La fin de l’eldorado

le 24/10/2013 L'AGEFI Hebdo

Le paradoxe peut faire sourire : alors que les fortunes ne cessent d’augmenter et que les pays asiatiques produisent de nouveaux millionnaires chaque jour, le dogme selon lequel la banque privée est un eldorado pour des groupes bancaires en mal de rentabilité est battu en brèche ! Il est loin le temps où le métier de gestion privée était un « must have », une vache à lait supposée pour des institutions financières en quête de dépôts, de marges solides obtenues grâce à la vente fortement rémunératrice de produits sophistiqués issus des ateliers des banques d’investissement, et d’une image de marque de luxe. Las, la crise est passée par là et a remis sérieusement en cause le modèle (lire L’Evénement). Car si la banque privée reste peu consommatrice de fonds propres, un atout indéniable en ces temps où Bâle 3 sanctionne tant d’autres activités bancaires, les fondamentaux depuis 2007 ont été bouleversés. La baisse généralisée des tarifs liée à la transparence et la concurrence accrues a mis à mal la rentabilité, tout comme la persistance de taux bas et l’aversion aux risques des clients qui considèrent comme synonymes les termes « produit structuré » et « produit toxique ».
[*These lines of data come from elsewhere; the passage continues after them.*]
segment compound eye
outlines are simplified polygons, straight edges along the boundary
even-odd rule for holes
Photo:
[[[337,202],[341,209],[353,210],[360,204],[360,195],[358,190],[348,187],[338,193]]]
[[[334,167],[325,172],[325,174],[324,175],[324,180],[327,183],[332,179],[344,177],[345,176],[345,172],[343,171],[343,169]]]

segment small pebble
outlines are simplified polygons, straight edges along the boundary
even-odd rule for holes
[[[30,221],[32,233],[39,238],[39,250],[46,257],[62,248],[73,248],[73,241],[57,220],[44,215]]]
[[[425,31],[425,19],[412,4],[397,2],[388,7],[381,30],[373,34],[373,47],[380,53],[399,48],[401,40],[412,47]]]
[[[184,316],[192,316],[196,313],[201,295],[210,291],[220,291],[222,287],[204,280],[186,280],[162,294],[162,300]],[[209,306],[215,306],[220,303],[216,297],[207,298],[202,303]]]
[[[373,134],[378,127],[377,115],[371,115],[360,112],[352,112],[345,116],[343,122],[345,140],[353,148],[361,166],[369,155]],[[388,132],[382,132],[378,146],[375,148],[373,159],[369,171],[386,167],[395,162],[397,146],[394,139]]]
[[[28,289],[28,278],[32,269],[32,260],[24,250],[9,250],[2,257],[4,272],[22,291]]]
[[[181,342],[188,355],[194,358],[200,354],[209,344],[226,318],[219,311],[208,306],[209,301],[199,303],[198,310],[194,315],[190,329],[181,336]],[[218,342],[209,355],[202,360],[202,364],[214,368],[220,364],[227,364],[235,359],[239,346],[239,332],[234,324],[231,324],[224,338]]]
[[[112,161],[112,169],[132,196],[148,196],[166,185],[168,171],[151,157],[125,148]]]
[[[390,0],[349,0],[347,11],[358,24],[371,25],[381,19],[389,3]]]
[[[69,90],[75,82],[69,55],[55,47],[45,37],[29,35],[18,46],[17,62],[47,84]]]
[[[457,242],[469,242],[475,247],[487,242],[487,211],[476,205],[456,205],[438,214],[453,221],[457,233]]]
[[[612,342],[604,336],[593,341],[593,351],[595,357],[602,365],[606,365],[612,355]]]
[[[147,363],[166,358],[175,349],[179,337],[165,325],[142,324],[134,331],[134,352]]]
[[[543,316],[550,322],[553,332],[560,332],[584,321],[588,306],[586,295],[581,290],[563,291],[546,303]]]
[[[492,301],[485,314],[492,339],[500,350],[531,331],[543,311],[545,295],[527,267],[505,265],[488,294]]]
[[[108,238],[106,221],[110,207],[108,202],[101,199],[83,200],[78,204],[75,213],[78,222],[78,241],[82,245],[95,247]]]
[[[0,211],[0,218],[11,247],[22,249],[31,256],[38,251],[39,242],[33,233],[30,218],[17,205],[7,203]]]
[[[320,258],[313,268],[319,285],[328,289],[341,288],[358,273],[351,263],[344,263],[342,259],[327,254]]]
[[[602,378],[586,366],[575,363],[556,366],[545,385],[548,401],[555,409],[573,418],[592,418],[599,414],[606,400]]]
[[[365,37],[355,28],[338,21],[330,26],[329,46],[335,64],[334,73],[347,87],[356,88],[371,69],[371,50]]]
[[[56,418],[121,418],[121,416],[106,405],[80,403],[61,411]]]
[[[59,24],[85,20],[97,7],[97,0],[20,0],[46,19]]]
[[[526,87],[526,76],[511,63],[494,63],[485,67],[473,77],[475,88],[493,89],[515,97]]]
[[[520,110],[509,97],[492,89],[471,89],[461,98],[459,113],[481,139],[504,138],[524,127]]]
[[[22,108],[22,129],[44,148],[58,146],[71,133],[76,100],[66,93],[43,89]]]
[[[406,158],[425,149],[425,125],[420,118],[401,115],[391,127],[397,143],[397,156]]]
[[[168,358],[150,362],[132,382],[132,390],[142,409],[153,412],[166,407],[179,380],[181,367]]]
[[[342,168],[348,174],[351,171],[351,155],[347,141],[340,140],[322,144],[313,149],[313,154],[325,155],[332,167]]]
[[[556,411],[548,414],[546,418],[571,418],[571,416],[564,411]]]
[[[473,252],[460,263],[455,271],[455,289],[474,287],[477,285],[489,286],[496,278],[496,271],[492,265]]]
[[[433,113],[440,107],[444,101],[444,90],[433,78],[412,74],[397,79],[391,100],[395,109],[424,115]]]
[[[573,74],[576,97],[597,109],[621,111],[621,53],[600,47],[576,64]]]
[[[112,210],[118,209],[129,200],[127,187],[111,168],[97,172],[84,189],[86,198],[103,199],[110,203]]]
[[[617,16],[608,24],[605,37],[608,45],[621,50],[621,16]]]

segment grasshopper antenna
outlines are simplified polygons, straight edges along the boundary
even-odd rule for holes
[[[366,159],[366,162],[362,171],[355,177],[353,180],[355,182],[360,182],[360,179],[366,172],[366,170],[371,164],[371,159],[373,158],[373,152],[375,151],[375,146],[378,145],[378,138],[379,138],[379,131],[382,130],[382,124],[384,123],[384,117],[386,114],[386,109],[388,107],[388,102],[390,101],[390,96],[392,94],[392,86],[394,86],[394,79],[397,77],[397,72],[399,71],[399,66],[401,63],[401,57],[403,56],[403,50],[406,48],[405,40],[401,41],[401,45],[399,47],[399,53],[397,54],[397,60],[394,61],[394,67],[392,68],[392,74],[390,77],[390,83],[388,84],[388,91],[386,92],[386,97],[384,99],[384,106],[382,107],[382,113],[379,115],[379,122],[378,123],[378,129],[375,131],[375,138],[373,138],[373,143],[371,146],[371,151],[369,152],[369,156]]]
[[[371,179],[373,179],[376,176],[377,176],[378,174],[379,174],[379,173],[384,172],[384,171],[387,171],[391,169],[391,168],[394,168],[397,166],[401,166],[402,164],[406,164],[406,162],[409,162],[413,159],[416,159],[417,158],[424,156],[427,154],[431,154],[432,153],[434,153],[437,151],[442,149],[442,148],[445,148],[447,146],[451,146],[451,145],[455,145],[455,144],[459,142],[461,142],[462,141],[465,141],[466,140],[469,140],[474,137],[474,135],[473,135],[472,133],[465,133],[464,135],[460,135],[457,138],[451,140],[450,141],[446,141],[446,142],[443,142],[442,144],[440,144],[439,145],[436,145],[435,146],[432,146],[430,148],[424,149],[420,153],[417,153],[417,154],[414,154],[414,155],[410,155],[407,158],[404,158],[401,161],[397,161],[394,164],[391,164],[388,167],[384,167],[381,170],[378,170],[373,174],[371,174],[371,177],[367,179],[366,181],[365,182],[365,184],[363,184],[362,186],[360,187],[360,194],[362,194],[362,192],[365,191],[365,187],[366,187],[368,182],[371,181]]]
Surtout, une avalanche réglementaire s’est abattue sur la sphère de l’investissement et a révolutionné la conduite, tout comme les coûts, de la banque privée. La gestion des risques et de la conformité, sans parler des dispositifs antiblanchiment et antifraude fiscale, sont désormais au cœur de l’activité : un tiers des effectifs peut être aujourd’hui consacré à la compliance ! Cela entraîne des investissements en termes de systèmes d’information et de personnel astronomiques, voire insoutenables pour certains. Comment désormais offrir des produits adaptés à chaque réglementation nationale et à chaque client sans disposer d’une base importante dans le pays ? Forte présence en banque de détail, synergies avec les plates-formes de banque de financement et d’investissement, taille critique pour réaliser des économies d’échelle, ces prérequis pour assurer un maillage international étroit est réservé à des acteurs aux poches profondes, comme le montre le retrait de nombres d’acteurs de pays désormais jugés non rentables. Les banques spécialisées dans la gestion privée n’échappent pas au questionnement du modèle, notamment celles des pays où la disparition du secret bancaire est programmée. Le recentrage est donc inévitable. Entre des régulateurs intraitables dans leur défense et des investisseurs et des clients plus exigeants, le métier n’est désormais plus à portée de tous. Une pierre supplémentaire dans le jardin des banques universelles.